La alerta fue recibida a unas 40 millas náuticas del puerto de Galle, en el sector suroccidental del océano Índico. A partir de ese aviso, se desplegaron unidades de rescate para asistir a los marinos. El vocero naval Buddhika Sampath explicó que la intervención se realizó en cumplimiento de los compromisos internacionales de búsqueda y salvamento en esa zona marítima bajo responsabilidad del país insular.
Hasta el momento, al menos 35 personas fueron rescatadas y trasladadas al Hospital Universitario Karapitiya, ubicado en Galle. Según fuentes de la Armada y del Ministerio de Defensa citadas por la agencia Reuters, unos 30 tripulantes resultaron heridos. Sin embargo, el número de desaparecidos podría superar el centenar. Testigos observaron ambulancias saliendo de la base naval del sur de la isla con los sobrevivientes.
Posteriormente, la Marina de Sri Lanka informó que recuperó algunos cuerpos de marinos iraníes en la zona del naufragio.
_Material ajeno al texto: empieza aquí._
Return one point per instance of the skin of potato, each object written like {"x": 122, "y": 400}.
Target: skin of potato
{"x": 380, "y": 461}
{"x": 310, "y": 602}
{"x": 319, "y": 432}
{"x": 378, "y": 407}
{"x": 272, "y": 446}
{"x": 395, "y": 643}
El portavoz Sampath indicó que las tareas de búsqueda continúan, especialmente luego de que miembros de la tripulación reportaran una explosión a bordo antes del hundimiento.
Por el momento, no hay una explicación oficial sobre las causas del incidente. Desde la oposición, un legislador sugirió que el hecho podría estar vinculado a un ataque, en el contexto de la ofensiva militar que llevan adelante Israel y Estados Unidos contra objetivos iraníes. No obstante, el gobierno de Sri Lanka evitó confirmar esa hipótesis y se limitó a señalar que evaluará las medidas correspondientes tras lo ocurrido.
En paralelo, Estados Unidos aseguró que, desde el inicio de la Operación Furia Épica durante el fin de semana, fuerzas estadounidenses e israelíes ejecutaron ataques de gran escala contra posiciones militares en Irán, incluida su flota naval. A través de un mensaje en la red X, el almirante Brad Cooper, jefe del Mando Central estadounidense, afirmó que en menos de 100 horas se destruyeron 17 embarcaciones iraníes y se golpearon cerca de 2.000 objetivos estratégicos.
Washington sostuvo además que actualmente no hay buques iraníes operativos en el Golfo Arábigo, el estrecho de Ormuz ni el golfo de Omán, y que la ofensiva continuará hasta reducir significativamente la capacidad militar de Teherán. En este escenario de creciente tensión en la región, el hundimiento del Iris Dena ocurre en aguas del océano Índico, aunque todavía no se confirmó si existe una relación directa con las acciones militares en curso.